5 Steps for Successful Networking with Social Media
Social media is one of the most powerful networking tools at our fingertips today. It can help us find, connect to and engage with the people who can help us land that next big break. Potential employers, industry leaders, business partners and customers are more accessible than ever before.
Yet while most job seekers are aware of social media's value in the networking process, many do not know how to leverage it to make strong connections, sustain those relationships and turn them into new career opportunities.
Follow these five key steps and turn social media connections into professional networking success.
1. Build a Credible Online Presence
Before you start networking, ensure that you're present, visible and credible across all the platforms and social networks on which you plan to connect. This seemingly obvious step is critical. When you reach out to people, they will only have your social media profiles or email signature by which to judge you and your credibility. This first impression could make or break potential networking opportunities.
Start building a credible online presence with these tips:
- Make sure that your LinkedIn profile is up-to-date and complete
- Audit your Facebook profile or limit visibility so that it is not a liability in your networking
- Include a professional signature section in your emails, including your contact information and links to your social media profiles and any websites you maintain
- Consider creating your own personal website, and link to it from all of your social media profiles
- Ensure that all of your visible social media profiles (including your Twitter profile and/or blog) are professional looking and actively maintained: inactive pages make you look less committed
While there are many ways in which you can build a professional online presence, these fundamentals will keep you from losing valuable networking opportunities.
2. Find the Right Contacts
Depending on your networking objectives (e.g., job search, business development), potential contacts can be found in a number of different ways and places.
If you're seeking career opportunities, LinkedIn is one of the best places to invest your time.
- Use the People tool to search names, specific companies or job titles, including "recruiter" and/or the title of the hiring manager for your career function/industry
- Review the Companies directory to identify employers, and drill down into the current employee list to help uncover potential connections
- Scan the Jobs board to discover opportunities and companies, as well as the recruiters and hiring managers who posted them (these are often the best people to contact initially)
- Join up to 50 LinkedIn Groups that are relevant to your job search, industry or function, and discover even more new contacts with whom you can engage
Don't forget Twitter: A number of hiring managers and employers manage accounts specifically for recruitment, making this a great place to engage with potential contacts.
If you're seeking industry experts or business partners, there are even more opportunities to connect with them via social media. Many thought leaders maintain their own blogs and/or write regularly for other industry blogs, so do some Google searches for top blogs within your area of interest. Alltop.com is another great resource. This online magazine rack for blogs allows you to choose your categories of interest to discover new blogs and experts with whom you can engage.

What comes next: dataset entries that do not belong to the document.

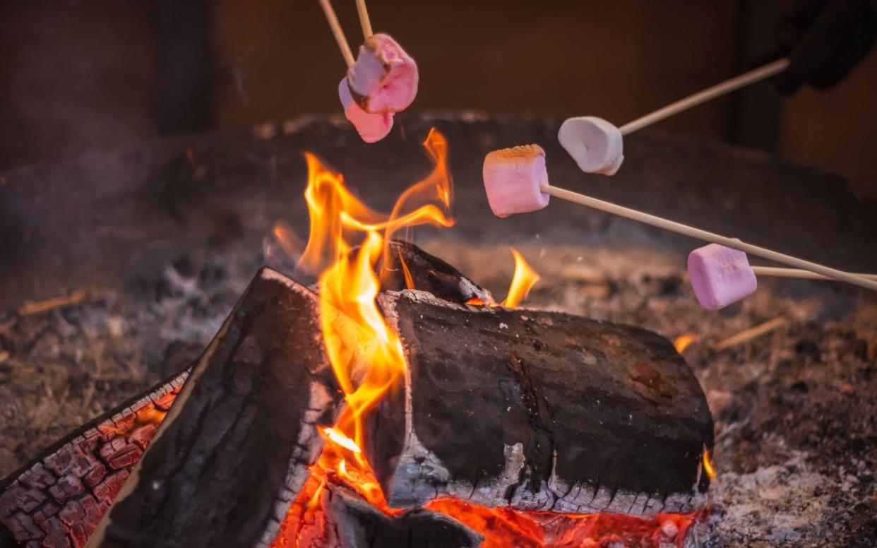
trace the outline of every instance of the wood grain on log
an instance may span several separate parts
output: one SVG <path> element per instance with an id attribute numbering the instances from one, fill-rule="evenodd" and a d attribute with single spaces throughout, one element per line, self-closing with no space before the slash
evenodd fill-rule
<path id="1" fill-rule="evenodd" d="M 567 314 L 383 295 L 408 359 L 404 390 L 369 415 L 391 506 L 651 517 L 705 502 L 712 418 L 690 369 L 650 331 Z"/>
<path id="2" fill-rule="evenodd" d="M 265 546 L 342 400 L 317 297 L 262 269 L 89 546 Z"/>
<path id="3" fill-rule="evenodd" d="M 82 546 L 189 371 L 104 413 L 0 482 L 0 546 Z"/>

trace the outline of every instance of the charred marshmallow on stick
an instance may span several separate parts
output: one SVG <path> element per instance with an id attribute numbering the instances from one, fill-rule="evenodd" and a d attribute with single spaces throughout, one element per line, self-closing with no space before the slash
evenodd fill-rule
<path id="1" fill-rule="evenodd" d="M 338 86 L 338 95 L 341 98 L 341 104 L 344 106 L 344 116 L 356 128 L 360 137 L 367 143 L 376 143 L 387 137 L 389 131 L 393 129 L 393 113 L 378 112 L 372 114 L 366 112 L 357 104 L 350 94 L 350 87 L 347 85 L 347 79 L 345 78 Z"/>
<path id="2" fill-rule="evenodd" d="M 347 70 L 353 100 L 366 112 L 404 110 L 417 95 L 417 64 L 389 35 L 377 33 L 360 46 Z"/>

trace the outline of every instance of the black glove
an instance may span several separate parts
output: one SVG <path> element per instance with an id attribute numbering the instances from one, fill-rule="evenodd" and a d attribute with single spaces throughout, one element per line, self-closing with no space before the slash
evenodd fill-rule
<path id="1" fill-rule="evenodd" d="M 776 32 L 791 64 L 774 77 L 790 95 L 804 83 L 824 89 L 840 82 L 870 51 L 877 36 L 877 0 L 795 0 Z"/>

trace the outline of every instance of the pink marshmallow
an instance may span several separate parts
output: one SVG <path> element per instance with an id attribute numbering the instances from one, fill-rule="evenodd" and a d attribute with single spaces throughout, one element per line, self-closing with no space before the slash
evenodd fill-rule
<path id="1" fill-rule="evenodd" d="M 417 64 L 387 34 L 373 34 L 347 70 L 353 98 L 367 112 L 404 110 L 417 95 Z"/>
<path id="2" fill-rule="evenodd" d="M 758 287 L 746 253 L 718 244 L 691 252 L 688 277 L 697 301 L 708 310 L 739 301 Z"/>
<path id="3" fill-rule="evenodd" d="M 548 205 L 539 185 L 548 184 L 545 152 L 538 145 L 495 150 L 484 158 L 484 189 L 496 217 L 536 211 Z"/>
<path id="4" fill-rule="evenodd" d="M 393 113 L 372 114 L 360 109 L 350 94 L 350 87 L 347 85 L 346 78 L 339 84 L 338 95 L 344 106 L 344 115 L 356 128 L 362 140 L 367 143 L 376 143 L 387 137 L 389 131 L 393 129 Z"/>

3. Respect Their Preferred Communication Channel
As you do your research to find potential contacts, make sure to note their preferred method of communication, as this will undoubtedly help you get a quicker response and make a stronger connection.
Sometimes they will state this publicly, whether it be in their LinkedIn profile summary or on their blog or personal website. If you found them on Twitter or Facebook and they appear to be recently active and engaged in direct conversations on these networks, this is likely the initial channel to try. If they are active bloggers, consider commenting on one of their posts and/or using their contact form to initiate communication. If they don't state their preferred method of communication publicly, then it is safe to proceed via email or LinkedIn.
4. Hook Them with Concise, Up front Communication
In today's digital age, less is more. When you first reach out to your target contacts, this is not the time to share your life story and all the reasons you want to connect with them. At this initial point, you need to earn their attention and engagement, so be brief and upfront about who you are and why you are reaching out.
No matter what platform you use, your message should give them: a) just enough information to determine the value of responding, and b) easy access to respond and learn more. All of your messages should include an email signature with your contact information and links to your website or profiles.
Don't be discouraged if your initial outreach doesn't get a response. Continue to refine your message to ensure that you are communicating clearly and concisely, while giving your potential contact a reason to continue a relationship with you.
Read more to learn how to get informational interviews.
5. Make Yourself Valuable and Follow Up Thoughtfully
Both before and after you make a connection, always follow the 80/20 rule to ensure that you remain valuable to your new contact. This means that 80 percent of your interaction and communication should serve the needs of your audience, and only 20 percent should serve you and your needs. By maintaining this balance in your networking efforts, you should see a higher rate of response and a higher return on the relationship.
Many professionals feel that they need to consistently ping their network to maintain their relationships, even if only for the sake of "staying connected." However, for the most effective networking, be strategic with your outreach. One thoughtful communication that serves the needs of both you and the recipient advances your relationship countless times further than several superficial ones.